Il a été dans l'incapacité d'assurer ses fonctions durant deux mois.
Avec ses alliés d'extrême droite, le Premier ministre a fait prendre un virage trumpiste à la Slovaquie, ciblant régulièrement la justice et les médias avec lesquels il entretient des contentieux très anciens liés à différentes affaires.
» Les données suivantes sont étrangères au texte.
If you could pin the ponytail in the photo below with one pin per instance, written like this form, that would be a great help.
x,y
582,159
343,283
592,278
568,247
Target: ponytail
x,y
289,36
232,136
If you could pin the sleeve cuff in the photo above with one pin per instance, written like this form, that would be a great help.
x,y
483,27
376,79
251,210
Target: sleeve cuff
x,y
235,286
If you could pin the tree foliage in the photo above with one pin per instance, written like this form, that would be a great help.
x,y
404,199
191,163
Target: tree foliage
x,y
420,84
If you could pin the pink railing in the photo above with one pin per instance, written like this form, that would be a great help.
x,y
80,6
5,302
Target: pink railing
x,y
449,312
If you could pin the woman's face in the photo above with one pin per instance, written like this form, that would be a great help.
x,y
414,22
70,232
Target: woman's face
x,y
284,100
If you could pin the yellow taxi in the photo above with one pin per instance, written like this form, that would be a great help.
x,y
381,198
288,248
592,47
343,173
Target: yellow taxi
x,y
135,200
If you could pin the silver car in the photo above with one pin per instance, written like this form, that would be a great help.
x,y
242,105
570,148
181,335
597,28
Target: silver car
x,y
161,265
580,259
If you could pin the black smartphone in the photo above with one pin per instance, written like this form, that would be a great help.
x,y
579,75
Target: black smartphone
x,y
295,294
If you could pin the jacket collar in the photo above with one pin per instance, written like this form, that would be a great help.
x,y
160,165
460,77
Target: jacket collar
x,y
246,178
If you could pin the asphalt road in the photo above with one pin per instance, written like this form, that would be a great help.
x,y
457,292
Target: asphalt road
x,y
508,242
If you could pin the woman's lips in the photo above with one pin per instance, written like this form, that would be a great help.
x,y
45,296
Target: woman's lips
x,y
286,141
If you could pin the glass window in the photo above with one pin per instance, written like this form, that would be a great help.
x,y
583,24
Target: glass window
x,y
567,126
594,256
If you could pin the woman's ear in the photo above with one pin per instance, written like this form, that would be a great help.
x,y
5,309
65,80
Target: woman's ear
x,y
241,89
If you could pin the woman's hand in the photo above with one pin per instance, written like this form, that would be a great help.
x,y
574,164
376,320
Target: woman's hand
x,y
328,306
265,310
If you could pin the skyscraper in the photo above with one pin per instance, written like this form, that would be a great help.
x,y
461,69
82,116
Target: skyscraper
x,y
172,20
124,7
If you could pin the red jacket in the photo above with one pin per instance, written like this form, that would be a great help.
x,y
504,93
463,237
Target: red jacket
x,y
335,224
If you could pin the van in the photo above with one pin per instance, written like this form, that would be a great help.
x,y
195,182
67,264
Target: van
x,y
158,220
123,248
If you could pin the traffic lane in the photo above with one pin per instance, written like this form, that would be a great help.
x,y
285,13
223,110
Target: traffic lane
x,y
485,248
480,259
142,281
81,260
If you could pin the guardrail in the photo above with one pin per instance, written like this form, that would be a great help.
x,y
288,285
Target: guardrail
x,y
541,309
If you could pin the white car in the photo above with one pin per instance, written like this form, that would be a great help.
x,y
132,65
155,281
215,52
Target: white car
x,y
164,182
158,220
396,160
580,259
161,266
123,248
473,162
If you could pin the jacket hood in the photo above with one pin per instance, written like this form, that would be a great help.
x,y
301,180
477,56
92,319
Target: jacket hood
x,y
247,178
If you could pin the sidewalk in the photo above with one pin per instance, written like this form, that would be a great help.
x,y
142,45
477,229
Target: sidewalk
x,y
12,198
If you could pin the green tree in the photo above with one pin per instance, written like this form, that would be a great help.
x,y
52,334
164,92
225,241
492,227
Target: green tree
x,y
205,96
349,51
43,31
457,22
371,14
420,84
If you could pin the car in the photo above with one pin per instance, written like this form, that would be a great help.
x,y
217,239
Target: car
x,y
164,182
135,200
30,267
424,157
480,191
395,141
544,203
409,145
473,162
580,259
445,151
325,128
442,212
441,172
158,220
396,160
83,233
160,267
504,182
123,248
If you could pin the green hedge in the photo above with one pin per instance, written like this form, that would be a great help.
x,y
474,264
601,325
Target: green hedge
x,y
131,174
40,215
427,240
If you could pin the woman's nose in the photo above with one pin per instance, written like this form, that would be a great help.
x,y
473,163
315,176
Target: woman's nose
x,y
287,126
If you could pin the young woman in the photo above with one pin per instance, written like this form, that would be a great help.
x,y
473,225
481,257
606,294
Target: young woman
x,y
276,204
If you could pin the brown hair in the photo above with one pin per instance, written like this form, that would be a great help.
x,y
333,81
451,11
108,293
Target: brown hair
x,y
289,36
Des manifestations accompagnent régulièrement ses réformes qui, selon ses détracteurs, rapprochent le pays de la Russie et l'éloignent des normes démocratiques européennes.
- Assassin "créé" -
La fusillade a donc eu lieu dans un pays habitué à une certaine forme de violence en politique depuis le mandat de Vladimir Meciar, Premier ministre dans les années 1990, qui était accusé d'exercer son pouvoir de manière mafieuse.
En 2018, Robert Fico avait été contraint de démissionner après le meurtre brutal d'un jeune reporter, Jan Kuciak, et de sa fiancée. Celui-ci avait révélé une corruption de haut niveau.
Il avait été reproché au Premier ministre d'attiser le ressentiment contre les journalistes, traités de "hyènes idiotes".
A son retour de convalescence, Robert Fico a accusé les médias et l'opposition d'avoir "créé un assassin" qui serait le "produit" de leur haine à son égard, dans ce pays de 5,4 millions d'habitants, membre de l'UE et de l'Otan.
Le tireur avait par le passé participé à des manifestations contre le gouvernement.
"Clairement convaincu" que l'opposition était "derrière cela" et "politicien de nature conflictuelle", M. Fico tente "bien sûr d'exploiter" ce qui lui est arrivé "à son avantage", estime le politologue Grigorij Meseznikov auprès de l'AFP.
Mais "sans preuves concrètes", cette "expérience traumatisante", rare dans un pays de l'Union européenne pour un chef de gouvernement, ne fera pas vraiment bouger les lignes, prévoit le chercheur.
"La polarisation", grâce à laquelle Robert Fico "prospère", "perdurera", dit-il.